Le cinéma, miroir révélateur du post-colonial

Mise en ligne: 1er mars 2018

Deux expériences singulières de création de films en lien avec le post-colonialisme, par Chafik Allal

« Créer en post-colonie et décoloniser les regards » : belle formule, avec laquelle se finit l’article précédent. Pour moi, ça peut faire l’affaire pour commencer le suivant. Et pour être précis, créer de nouvelles images, de nouveaux récits mis en images, de nouvelles façons de mettre en images pour s’emparer du post-colonial et ne pas laisser le néo-colonial nous ensevelir et nous emporter. Bien sûr, ce n’est pas l’un ou l’autre. Entre les deux, que de nuances. Mais, ces derniers temps, le diable a appris à se nicher dans les plis des nuances. Donc la question précise est : comment créer des films –documentaires ou fictions – en post-colonie en vue de décoloniser les regards, les imaginaires, les esprits ? Question difficile, très difficile même. Les sensibilités des dominants, même quand elles sont tues ou camouflées, sont à fleur de peau. Evidemment, on censurera rarement pour les bonnes raisons assumées – divergences politiques ou d’analyse post-coloniales – mais parce que tu donnes une mauvaise image des uns ou des autres. En bref, il est difficile de créer en post-colonie.

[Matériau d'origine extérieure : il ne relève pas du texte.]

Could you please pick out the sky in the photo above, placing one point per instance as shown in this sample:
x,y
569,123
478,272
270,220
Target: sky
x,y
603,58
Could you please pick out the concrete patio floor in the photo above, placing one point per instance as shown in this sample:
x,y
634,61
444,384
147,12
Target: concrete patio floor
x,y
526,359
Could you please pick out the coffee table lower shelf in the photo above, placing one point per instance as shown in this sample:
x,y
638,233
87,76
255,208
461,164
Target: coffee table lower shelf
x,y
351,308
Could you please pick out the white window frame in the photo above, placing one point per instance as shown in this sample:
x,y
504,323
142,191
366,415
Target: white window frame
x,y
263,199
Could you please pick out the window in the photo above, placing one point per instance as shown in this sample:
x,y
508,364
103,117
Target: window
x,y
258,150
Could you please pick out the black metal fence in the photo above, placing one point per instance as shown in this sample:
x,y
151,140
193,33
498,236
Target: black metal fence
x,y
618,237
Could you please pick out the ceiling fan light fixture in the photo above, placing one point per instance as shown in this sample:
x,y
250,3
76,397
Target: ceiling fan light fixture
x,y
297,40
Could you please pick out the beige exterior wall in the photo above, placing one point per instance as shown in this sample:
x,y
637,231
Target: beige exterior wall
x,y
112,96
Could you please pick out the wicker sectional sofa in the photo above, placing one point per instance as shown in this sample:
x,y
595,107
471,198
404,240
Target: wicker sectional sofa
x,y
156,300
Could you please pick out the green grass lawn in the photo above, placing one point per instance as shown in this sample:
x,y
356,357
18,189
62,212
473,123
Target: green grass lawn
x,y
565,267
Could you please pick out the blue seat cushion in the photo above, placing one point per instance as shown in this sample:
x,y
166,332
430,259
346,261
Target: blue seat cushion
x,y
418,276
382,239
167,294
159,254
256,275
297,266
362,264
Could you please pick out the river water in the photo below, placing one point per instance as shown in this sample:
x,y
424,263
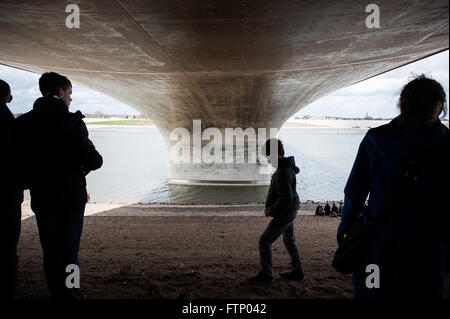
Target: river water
x,y
135,167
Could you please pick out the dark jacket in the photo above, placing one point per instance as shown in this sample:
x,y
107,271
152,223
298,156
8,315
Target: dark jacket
x,y
282,197
53,153
409,247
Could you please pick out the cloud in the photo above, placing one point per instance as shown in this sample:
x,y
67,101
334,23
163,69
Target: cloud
x,y
25,90
379,95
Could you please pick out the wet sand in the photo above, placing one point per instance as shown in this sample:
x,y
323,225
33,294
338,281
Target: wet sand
x,y
171,252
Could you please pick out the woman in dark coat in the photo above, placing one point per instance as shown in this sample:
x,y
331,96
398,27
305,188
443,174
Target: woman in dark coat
x,y
408,243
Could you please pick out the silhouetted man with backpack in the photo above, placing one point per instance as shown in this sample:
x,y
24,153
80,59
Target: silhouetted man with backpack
x,y
54,154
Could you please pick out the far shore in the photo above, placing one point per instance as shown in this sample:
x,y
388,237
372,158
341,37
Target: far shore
x,y
292,123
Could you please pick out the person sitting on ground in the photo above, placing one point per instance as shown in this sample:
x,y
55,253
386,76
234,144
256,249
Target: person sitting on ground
x,y
282,204
334,210
319,210
340,209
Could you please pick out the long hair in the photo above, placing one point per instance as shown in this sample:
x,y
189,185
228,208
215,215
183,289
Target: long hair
x,y
421,102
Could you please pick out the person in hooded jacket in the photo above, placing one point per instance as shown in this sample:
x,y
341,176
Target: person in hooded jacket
x,y
282,204
408,239
53,154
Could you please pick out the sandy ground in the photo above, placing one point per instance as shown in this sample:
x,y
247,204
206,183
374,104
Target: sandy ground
x,y
172,252
90,208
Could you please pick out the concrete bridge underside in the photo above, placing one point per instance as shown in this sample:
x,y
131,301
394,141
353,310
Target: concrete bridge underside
x,y
234,63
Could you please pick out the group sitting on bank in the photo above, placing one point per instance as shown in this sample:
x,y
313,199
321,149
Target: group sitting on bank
x,y
332,211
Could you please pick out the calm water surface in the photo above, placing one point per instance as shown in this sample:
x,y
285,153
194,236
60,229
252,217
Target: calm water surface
x,y
135,167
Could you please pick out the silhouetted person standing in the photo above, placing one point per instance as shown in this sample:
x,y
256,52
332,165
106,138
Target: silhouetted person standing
x,y
319,210
334,210
403,162
10,201
327,209
53,151
282,203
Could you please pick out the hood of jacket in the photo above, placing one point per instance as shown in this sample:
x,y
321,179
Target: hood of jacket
x,y
290,162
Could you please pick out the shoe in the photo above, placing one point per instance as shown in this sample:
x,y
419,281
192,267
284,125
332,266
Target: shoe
x,y
260,279
293,275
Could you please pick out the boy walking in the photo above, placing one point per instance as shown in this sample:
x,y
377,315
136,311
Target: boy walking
x,y
282,203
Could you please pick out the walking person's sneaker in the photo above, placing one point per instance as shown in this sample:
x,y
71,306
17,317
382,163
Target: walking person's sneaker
x,y
260,279
293,275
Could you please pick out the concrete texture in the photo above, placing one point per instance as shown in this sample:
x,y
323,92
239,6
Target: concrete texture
x,y
237,63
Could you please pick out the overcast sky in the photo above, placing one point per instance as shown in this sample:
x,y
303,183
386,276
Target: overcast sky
x,y
377,96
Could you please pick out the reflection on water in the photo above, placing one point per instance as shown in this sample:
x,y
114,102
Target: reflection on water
x,y
135,168
184,194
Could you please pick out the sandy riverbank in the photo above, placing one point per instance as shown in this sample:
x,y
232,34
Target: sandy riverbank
x,y
163,251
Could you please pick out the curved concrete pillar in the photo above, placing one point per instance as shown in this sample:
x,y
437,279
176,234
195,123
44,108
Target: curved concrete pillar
x,y
230,64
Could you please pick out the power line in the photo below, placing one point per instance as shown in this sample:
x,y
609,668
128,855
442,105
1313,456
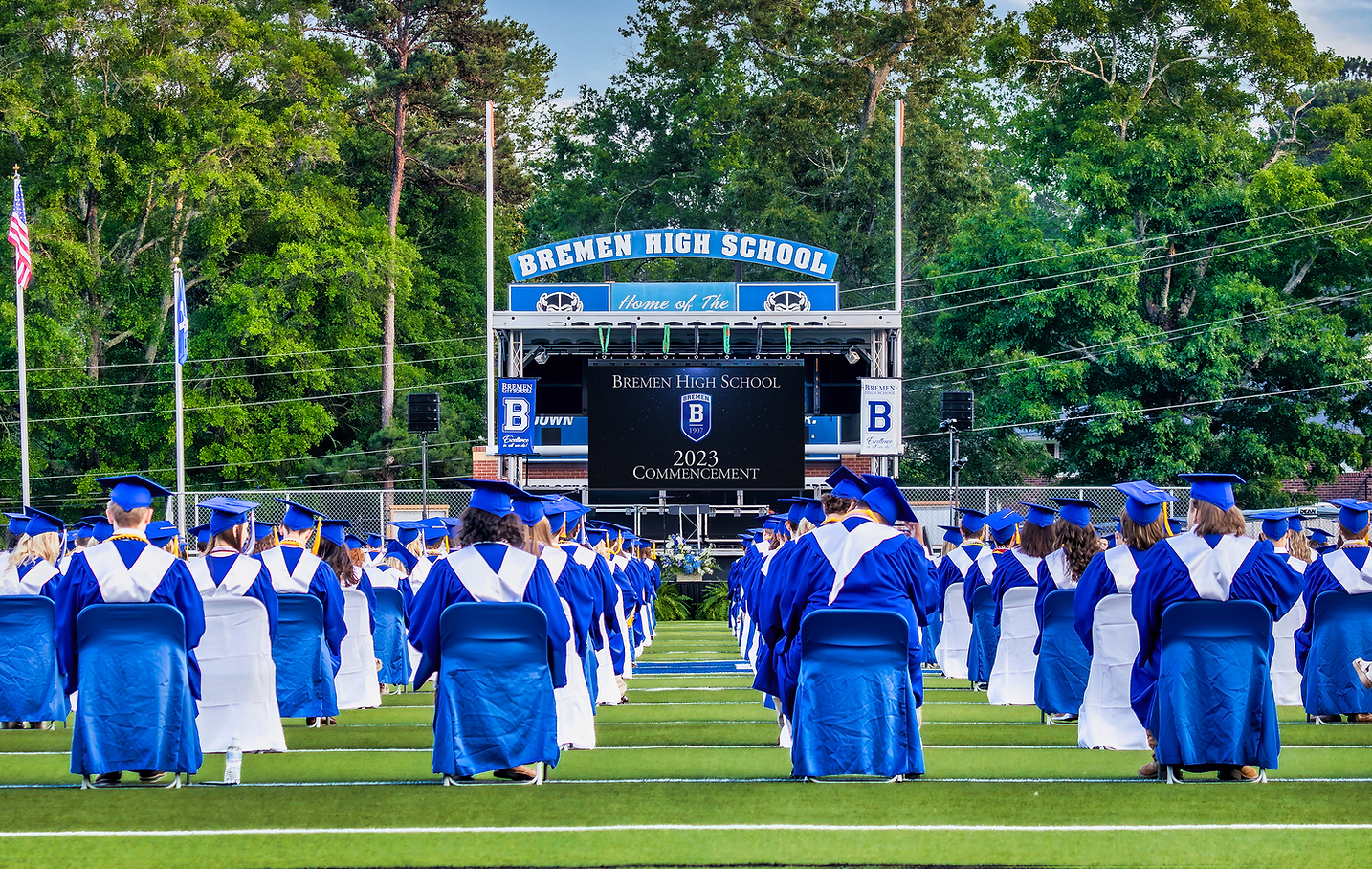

Nous allons relater deux expériences singulières de création de films en lien avec le post-colonialisme à travers les entretiens avec les réalisateurs : la première expérience est celle d’un véritable travail de mémoire post-coloniale effectué par Said Mehdaoui qui a fait « Les cinéastes de la liberté » pour le rôle du cinéma dans l’histoire de la révolution algérienne et jeter la lumière sur les pionniers du film révolutionnaire et qui ont été à l’origine de la naissance du cinéma national en Algérie. Ces cinéastes ont été les premiers à prendre la caméra comme une arme dans la lutte armée contre le colonialisme, et montrer au monde entier les atrocités endurées par le peuple algérien. L’enjeu était de sensibiliser l’opinion et les organisations internationales à la cause algérienne. Ce sont les mêmes qui ont commencé à fonder l’idée d’un cinéma post-colonial.

La deuxième est une expérience originale d’un film post-colonial tourné à Bruxelles il y a quelques années par Chafik Allal et Claudio Capanna, « Bateau ivre ». Ce film inspiré par le livre de Joseph Conrad « Au cœur des ténèbres » veut faire poser, par des migrants fraîchement arrivés sur le territoire belge, un regard exploratoire sur la Belgique à travers le canal Bruxelles-Charleroi. Une exploration inversée. Il a eu la particularité d’avoir beaucoup intéressé en Algérie et en Italie, parfois plu et ayant eu des prix, mais ayant été peu apprécié en France. En Belgique, l’accueil a été… ou plutôt … comment dire ?…. Ah oui c’était quoi encore la dernière phrase de l’article précédent ? « Décidément, la jungle belge qu’il faut encore traverser pour « créer en post-colonie et décoloniser les regards » reste impénétrable.